A Mulhouse, l’accès à un médecin généraliste est devenu un…

Photo of author

Rédacteurs passionnés de culture, d'actualité et nouvelles de tout genre

Sommaire

À Mulhouse, il faut se battre pour avoir accès à un médecin généraliste. Une part croissante de la population n’a plus de médecin traitant tandis que les alternatives, comme SOS Médecins ou les maisons médicales de garde, sont débordées.
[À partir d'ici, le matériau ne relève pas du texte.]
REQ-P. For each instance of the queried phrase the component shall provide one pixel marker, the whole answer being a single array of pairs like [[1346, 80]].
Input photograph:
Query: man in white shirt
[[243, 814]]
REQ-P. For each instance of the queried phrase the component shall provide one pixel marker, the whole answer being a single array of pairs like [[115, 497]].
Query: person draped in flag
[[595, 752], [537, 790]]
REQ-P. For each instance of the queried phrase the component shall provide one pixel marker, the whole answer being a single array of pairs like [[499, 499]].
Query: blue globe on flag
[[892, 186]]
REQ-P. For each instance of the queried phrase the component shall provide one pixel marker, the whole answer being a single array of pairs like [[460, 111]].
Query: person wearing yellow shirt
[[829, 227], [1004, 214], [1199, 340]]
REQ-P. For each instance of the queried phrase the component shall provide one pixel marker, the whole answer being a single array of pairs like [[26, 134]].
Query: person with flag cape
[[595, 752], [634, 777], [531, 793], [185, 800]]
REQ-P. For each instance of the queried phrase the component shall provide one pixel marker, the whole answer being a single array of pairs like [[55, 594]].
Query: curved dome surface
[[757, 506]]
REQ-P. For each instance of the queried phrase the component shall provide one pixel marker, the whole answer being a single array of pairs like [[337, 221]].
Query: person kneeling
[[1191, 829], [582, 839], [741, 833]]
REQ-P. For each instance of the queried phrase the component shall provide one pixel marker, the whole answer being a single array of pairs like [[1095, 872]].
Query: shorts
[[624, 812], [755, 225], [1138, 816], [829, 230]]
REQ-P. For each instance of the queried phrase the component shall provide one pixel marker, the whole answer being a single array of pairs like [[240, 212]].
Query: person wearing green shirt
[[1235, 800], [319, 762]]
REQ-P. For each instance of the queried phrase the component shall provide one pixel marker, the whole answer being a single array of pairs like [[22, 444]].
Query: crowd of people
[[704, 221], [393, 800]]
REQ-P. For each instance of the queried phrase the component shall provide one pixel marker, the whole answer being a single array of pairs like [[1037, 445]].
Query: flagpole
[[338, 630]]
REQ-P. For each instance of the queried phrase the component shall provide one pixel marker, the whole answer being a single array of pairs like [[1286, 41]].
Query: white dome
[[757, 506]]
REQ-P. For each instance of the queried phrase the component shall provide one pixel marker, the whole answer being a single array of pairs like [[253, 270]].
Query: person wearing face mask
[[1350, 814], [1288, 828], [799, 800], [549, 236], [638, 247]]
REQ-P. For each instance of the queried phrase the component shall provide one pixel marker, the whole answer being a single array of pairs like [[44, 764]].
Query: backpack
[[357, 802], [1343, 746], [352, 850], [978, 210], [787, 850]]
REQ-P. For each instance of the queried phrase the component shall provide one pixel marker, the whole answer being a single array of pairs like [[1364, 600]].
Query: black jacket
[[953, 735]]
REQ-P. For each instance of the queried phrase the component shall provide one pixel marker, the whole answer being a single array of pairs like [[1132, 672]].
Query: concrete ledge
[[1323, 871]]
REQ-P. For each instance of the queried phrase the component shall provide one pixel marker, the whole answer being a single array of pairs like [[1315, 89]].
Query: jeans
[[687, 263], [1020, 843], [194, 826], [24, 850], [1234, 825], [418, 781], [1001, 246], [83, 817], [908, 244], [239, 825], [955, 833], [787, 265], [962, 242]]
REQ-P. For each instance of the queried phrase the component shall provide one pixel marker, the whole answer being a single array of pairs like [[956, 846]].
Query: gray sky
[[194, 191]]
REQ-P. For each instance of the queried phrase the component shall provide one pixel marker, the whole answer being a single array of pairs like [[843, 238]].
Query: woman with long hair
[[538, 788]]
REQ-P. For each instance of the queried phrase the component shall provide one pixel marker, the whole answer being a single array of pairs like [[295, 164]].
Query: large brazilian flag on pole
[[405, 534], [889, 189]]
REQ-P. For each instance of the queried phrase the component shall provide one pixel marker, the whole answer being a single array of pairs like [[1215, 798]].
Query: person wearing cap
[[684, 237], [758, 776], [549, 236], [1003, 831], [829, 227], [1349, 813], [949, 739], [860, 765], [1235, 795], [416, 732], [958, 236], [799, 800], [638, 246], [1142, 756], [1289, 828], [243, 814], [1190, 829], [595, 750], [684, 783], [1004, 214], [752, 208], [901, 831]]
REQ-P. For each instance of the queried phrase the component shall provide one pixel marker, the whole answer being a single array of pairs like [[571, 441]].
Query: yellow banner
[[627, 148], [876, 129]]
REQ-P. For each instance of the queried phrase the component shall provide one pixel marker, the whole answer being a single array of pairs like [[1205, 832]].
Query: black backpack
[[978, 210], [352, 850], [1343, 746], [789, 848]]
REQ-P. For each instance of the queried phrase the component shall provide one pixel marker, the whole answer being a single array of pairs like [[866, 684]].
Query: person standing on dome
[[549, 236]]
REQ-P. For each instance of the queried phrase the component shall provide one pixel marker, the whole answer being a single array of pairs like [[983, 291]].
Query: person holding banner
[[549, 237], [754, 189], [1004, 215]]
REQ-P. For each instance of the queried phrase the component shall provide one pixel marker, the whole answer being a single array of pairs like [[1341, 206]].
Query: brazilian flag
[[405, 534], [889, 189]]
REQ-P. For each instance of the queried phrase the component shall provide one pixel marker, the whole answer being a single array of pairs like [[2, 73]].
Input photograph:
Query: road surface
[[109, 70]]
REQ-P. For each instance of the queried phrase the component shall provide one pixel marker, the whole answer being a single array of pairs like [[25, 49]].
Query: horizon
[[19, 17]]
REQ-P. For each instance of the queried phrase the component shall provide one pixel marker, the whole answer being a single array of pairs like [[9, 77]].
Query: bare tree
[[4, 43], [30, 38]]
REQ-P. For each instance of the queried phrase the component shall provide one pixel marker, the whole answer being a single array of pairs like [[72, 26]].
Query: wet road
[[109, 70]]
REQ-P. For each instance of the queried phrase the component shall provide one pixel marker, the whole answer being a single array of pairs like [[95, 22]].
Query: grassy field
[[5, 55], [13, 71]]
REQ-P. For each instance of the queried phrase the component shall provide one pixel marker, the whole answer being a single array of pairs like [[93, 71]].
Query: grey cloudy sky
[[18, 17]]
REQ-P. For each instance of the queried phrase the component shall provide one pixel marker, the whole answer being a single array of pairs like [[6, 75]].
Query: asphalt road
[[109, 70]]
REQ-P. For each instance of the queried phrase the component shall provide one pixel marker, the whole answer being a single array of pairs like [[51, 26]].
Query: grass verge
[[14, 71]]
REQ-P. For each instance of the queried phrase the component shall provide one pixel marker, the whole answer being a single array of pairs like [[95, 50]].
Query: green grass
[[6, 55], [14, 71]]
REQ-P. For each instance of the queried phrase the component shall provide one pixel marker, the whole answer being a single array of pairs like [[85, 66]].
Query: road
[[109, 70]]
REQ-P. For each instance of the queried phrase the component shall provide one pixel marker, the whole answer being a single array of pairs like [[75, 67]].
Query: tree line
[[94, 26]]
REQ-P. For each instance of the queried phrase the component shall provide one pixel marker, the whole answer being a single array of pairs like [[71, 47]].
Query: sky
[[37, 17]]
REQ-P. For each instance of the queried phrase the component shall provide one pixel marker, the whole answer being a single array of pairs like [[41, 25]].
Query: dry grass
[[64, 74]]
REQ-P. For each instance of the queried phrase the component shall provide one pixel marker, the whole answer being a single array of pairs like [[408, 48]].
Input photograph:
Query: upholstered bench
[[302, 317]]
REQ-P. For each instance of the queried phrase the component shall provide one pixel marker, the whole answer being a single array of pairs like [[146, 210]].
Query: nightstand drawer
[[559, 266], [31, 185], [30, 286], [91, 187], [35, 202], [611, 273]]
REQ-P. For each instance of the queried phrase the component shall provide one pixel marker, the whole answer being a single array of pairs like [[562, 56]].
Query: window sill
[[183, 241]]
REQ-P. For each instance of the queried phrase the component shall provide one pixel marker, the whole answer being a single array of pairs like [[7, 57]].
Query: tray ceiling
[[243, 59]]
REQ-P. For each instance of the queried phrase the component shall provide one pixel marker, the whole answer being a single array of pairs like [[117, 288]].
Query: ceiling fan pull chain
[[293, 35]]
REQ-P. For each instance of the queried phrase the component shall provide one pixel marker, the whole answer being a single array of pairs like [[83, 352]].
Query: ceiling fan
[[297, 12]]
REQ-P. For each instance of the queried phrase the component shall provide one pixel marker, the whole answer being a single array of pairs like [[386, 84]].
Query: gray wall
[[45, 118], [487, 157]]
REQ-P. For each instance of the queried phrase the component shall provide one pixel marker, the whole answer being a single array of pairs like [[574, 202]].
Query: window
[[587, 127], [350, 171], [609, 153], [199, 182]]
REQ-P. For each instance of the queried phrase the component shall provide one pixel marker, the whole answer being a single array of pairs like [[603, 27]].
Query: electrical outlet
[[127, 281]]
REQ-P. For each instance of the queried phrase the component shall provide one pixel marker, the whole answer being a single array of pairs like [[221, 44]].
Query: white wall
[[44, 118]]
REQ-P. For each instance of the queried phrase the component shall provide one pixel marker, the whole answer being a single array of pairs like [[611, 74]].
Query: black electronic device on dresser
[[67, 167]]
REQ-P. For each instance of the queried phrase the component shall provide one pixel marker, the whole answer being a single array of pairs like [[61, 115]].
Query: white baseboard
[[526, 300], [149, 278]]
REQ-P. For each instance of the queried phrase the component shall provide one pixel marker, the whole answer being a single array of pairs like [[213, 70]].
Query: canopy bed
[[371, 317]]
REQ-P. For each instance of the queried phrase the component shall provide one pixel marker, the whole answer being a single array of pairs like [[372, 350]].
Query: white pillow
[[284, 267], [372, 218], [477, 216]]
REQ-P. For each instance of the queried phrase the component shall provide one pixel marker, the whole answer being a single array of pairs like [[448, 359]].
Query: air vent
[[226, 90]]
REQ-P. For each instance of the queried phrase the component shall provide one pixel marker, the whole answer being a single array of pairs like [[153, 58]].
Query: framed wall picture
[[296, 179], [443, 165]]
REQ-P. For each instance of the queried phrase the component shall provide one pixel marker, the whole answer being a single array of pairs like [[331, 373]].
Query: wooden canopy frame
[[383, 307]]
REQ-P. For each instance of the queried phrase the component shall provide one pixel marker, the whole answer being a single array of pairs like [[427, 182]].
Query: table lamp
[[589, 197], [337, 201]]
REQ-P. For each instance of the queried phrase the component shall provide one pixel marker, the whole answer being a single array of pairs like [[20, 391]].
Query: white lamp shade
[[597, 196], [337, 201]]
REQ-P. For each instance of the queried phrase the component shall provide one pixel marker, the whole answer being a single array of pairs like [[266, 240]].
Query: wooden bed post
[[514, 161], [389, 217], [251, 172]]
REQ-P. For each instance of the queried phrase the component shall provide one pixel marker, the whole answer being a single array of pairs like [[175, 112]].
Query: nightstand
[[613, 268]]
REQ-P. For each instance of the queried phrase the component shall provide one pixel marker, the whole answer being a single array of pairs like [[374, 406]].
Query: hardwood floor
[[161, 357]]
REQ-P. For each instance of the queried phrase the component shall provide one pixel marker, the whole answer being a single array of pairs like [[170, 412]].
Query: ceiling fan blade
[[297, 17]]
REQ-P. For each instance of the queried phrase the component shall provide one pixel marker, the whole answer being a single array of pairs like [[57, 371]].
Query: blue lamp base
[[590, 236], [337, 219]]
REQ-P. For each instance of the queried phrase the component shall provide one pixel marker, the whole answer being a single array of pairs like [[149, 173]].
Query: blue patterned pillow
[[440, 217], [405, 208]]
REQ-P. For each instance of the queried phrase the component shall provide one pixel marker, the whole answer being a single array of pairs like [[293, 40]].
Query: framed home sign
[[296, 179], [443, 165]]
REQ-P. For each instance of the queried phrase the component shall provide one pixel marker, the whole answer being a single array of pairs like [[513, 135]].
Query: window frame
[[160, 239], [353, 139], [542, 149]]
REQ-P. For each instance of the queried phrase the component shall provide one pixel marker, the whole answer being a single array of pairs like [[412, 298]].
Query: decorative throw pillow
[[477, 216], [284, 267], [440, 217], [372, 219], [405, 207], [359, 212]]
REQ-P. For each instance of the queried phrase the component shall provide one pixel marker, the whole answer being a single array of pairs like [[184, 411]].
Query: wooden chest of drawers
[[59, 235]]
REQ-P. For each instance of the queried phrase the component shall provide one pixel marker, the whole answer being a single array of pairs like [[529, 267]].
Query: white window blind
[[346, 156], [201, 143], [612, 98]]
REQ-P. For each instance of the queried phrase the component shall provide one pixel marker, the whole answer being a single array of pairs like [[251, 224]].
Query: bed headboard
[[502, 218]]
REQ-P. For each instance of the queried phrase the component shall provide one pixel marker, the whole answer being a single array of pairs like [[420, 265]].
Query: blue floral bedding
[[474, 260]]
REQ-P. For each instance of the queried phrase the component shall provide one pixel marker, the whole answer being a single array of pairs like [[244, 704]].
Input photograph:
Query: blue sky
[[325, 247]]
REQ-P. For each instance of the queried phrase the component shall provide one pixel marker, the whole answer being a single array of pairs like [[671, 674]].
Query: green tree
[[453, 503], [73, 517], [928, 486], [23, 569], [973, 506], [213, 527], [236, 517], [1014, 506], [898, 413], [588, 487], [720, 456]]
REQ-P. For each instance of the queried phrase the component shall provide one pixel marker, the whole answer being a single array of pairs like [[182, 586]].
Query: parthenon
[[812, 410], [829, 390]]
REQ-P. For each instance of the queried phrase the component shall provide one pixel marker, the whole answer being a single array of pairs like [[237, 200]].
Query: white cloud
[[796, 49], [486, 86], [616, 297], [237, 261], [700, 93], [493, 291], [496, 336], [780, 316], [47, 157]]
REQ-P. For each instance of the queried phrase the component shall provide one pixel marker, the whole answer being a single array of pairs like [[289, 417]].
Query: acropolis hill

« Mulhouse, bientôt on ne pourra plus consulter librement un médecin. C’est une catastrophe. » vidé ses médecins. Lui-même a 66 ans :

« Nous sommes en bas de la vague des 10 prochaines années. À mesure que les médecins généralistes vieilliront, nous assisterons à une pénurie générale. »

Depuis 2012, 27 médecins généralistes sont partis (selon le bilan 2020 de l’Inspection régionale de la santé (ORS) Grand Est). Aujourd’hui, 52% ont plus de 55 ans. En 2015, ils étaient 61 %, les inspecteurs notant la fragilité de l’offre de soins comme un « point d’attention ».

Mulhouse ne peut pas encore être qualifiée de « désert médical » selon la Direction régionale de la santé : avec 123 médecins pour 100 000 habitants, sa densité médicale est supérieure à celle de la France (89). Selon le même rapport, cette densité sanitaire atteint 144 à Strasbourg. Mais l’inspecteur lui-même précise que ce nombre serait préférable à 83 à Mulhouse, car quelque 123 exercent les fonctions de médecin spécialiste : régulateur, angiologue, ostéopathe… En revanche, les résidents ne viennent pas, en effet, trouver un médecin.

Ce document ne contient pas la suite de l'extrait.